Primary outcomes were severity of postoperative pain and postoperative analgesic requirement. Secondary outcomes were incidence and severity of side-effects such as postoperative nausea and vomiting (PONV), headache, sedation, visual disturbances and respiratory depression if any. The outcomes were assessed by an anaesthetist blinded to group allocation.

Assessment of pain was done by a 10 cm VAS, marked 0 (no pain) at one end and 10 (the worst imaginable pain) on the other. Assessment of pain was done on arrival of patient to the PACU (0 hr) and then after 1 hr, 2hr, 4hr, 8hr, 16 hr, and 24 hr after operation. Pain scores at different time intervals for each patient were considered for statistical analysis. The severity of PONV was graded on a three-point ordinal scale (0 = no nausea or vomiting; 1 = nausea; and 2 = severe nausea with vomiting) and recorded in two phases of 12 hours each. Metocloperamide 10 mg IV was used in patients with PONV of grade 2. A four-point verbal scale (0 = none; 1 = slight; 2 = moderate and 3 = severe) was used to assess the sedation; patients with a sedation score of 2 or more were considered as sedated. Sedation was also recorded in two phases of 12 hours each.  Respiratory depression was defined as respiratory rate ≤ 8 bpm and oxygen saturation <90% without oxygen supplementation. Occurrence of headache and visual disturbances was also noted.

SPSS 14.0 (SPSS Inc., Chicago, IL, USA) was used for statistical analysis. Descriptive statistics were used to describe the data. Patient characteristics were analysed with student’s t-test for continuous variables and chi square for categorical variables. The VAS pain scores were analysed with Mann–Whitney U-test[M3] ; frequency of side-effects were analysed with Fisher's exact test. P <0.05 was considered significant.[M4]

RESULTS

A total of 60 patients were included in these clinical trails, 6 patients were dropped due to absence of designated nurses on those particular days and these subjects were replaced by new study patients to make the number in both groups equal. Subjects received study medication after randomization and the study was completed in twenty four of them.

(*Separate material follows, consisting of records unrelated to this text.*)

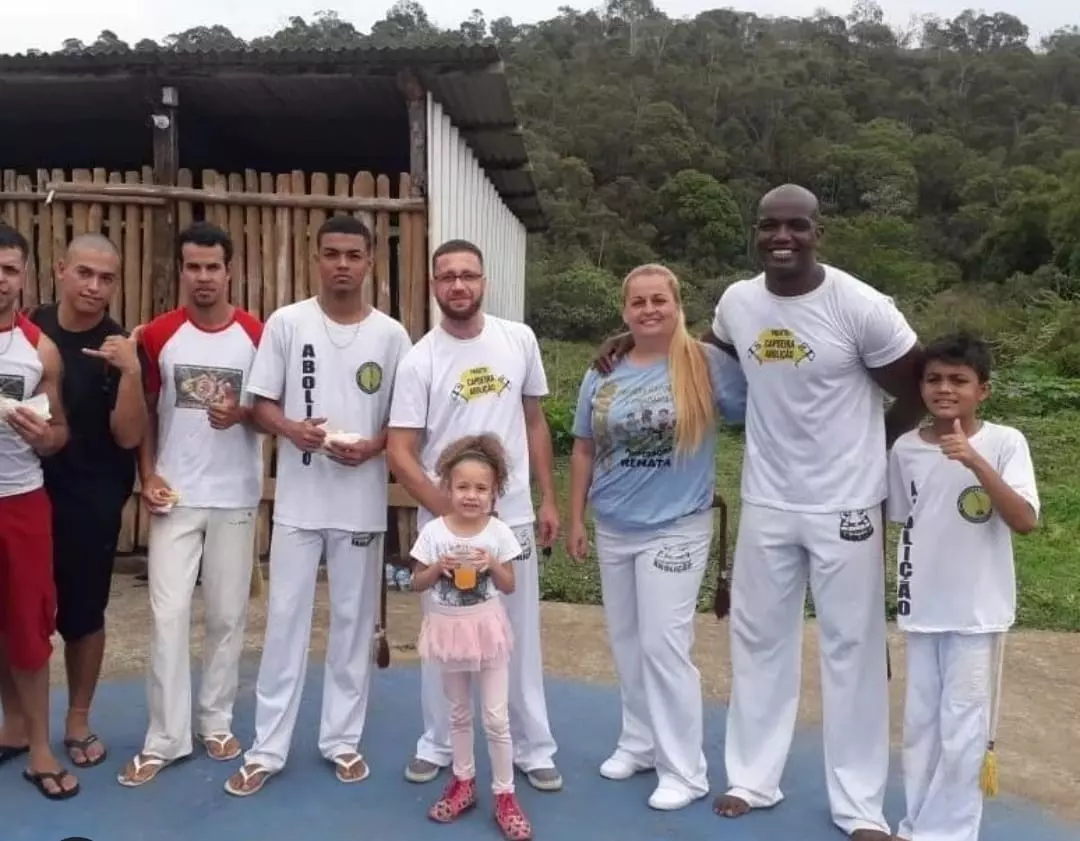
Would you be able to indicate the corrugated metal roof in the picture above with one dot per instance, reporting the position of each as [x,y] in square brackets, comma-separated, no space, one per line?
[467,79]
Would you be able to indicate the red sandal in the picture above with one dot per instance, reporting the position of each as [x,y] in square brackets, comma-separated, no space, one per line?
[511,818]
[458,798]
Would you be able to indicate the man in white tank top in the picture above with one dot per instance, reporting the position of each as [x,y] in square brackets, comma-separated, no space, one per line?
[322,383]
[820,349]
[32,425]
[476,374]
[203,446]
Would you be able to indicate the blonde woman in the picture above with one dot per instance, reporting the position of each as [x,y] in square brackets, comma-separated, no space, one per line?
[645,458]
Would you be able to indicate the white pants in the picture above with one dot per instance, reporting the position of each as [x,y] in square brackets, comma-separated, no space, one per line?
[840,554]
[946,727]
[534,745]
[650,583]
[224,540]
[353,564]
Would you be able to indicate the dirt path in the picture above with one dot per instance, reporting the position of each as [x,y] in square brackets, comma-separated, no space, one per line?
[1038,740]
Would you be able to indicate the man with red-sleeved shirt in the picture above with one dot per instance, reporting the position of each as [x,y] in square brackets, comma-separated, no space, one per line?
[29,366]
[201,472]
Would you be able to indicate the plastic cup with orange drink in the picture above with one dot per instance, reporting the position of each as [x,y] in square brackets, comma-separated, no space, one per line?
[464,573]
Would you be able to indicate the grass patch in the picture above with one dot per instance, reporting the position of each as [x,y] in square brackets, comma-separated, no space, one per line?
[1047,565]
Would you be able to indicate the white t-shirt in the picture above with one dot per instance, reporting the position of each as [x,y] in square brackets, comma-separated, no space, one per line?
[343,372]
[435,541]
[189,368]
[956,555]
[814,418]
[450,388]
[21,372]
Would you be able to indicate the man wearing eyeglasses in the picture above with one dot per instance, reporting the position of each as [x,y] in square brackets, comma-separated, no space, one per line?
[474,374]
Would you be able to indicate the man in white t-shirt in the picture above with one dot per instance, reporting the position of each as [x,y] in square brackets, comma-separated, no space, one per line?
[477,374]
[820,349]
[322,383]
[201,475]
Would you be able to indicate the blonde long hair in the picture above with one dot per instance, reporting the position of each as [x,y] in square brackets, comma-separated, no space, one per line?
[687,368]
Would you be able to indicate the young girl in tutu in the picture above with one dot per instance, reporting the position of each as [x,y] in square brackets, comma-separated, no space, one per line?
[463,560]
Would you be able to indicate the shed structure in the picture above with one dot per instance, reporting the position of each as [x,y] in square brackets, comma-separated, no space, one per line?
[422,144]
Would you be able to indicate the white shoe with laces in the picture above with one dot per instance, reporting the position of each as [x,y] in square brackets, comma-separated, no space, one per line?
[619,767]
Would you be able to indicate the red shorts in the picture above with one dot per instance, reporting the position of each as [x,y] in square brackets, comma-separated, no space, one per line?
[27,592]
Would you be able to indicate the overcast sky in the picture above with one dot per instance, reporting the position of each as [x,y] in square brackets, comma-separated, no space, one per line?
[44,24]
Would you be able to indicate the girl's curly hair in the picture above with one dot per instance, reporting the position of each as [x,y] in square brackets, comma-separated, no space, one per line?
[483,448]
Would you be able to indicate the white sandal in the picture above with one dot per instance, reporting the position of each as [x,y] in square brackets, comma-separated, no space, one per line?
[221,740]
[140,761]
[246,776]
[346,765]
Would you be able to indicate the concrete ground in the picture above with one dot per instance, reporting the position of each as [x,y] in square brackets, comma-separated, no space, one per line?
[1039,749]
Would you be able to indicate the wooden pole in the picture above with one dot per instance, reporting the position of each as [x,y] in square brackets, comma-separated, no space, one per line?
[169,192]
[51,195]
[165,170]
[416,100]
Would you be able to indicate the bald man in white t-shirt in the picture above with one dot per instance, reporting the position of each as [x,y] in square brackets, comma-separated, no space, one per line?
[820,349]
[475,374]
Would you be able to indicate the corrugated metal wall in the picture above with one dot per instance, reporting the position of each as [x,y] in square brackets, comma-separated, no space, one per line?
[463,204]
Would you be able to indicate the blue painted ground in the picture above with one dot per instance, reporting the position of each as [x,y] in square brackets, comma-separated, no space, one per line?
[187,802]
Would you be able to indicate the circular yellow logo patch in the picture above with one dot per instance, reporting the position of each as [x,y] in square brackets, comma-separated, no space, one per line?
[369,377]
[974,504]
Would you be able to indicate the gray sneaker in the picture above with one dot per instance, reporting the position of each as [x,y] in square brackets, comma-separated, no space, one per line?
[545,778]
[421,771]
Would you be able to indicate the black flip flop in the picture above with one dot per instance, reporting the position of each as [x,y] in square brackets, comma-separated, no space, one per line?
[10,751]
[83,745]
[38,780]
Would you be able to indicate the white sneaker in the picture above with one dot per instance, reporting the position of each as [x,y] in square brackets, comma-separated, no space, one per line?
[619,768]
[669,799]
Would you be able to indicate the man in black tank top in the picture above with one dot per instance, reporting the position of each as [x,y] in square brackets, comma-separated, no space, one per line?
[91,479]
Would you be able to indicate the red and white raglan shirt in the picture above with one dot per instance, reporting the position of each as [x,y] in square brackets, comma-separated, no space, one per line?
[189,368]
[21,371]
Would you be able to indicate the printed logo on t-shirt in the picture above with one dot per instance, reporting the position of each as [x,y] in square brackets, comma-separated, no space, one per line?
[202,385]
[673,559]
[855,526]
[369,377]
[477,382]
[974,504]
[781,344]
[12,385]
[905,568]
[650,437]
[647,432]
[309,383]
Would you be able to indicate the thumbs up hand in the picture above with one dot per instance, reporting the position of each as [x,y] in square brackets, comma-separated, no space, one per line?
[957,447]
[226,410]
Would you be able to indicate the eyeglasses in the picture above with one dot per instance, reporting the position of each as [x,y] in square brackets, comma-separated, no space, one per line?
[448,277]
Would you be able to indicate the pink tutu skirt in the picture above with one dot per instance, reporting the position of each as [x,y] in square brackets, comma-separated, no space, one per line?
[467,639]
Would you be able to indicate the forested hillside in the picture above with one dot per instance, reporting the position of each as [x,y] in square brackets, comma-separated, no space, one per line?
[947,156]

There was no difference in demographic characteristics among the groups with regard to age, weight, sex, duration of anaesthesia, and duration of surgery (Table 1). Postoperative pain scores were not significantly different in the pregabalin group when compared to celecoxib group (P>0.05) [M5] (Fig 1).  Consumption of nalbuphine in each group was statistically not different; 13.5 ± 7.4 mg vs. 13 ± 6.7mg respectively (P >0.05).

No significant difference was found in frequency and severity of PONV at recovery and during next 24 hours (P > 0.05).  Frequency and severity of sedation were higher in pregabline group (P <0.05) in first 12 hours but later on no significant differences were observed between the groups (Table 2). Number of patients requiring antiemetics for PONV was not significantly different (P > 0.05). Respiratory depression was not noted in any patient, but incidence of headache was higher in celecoxib group, whereas incidence of visual disturbance was higher in pregabalin   group (P<0.05) (Table 2).

DISCUSSION

The results of our study demonstrated that no significant effect was made on postoperative nalbuphine analgesia by pregabline as compared to celecoxib given one hour before surgery in open cholycystectomy. Patients receiving pregabalin were more likely to experience side effects such as feeling light-headed or drowsy.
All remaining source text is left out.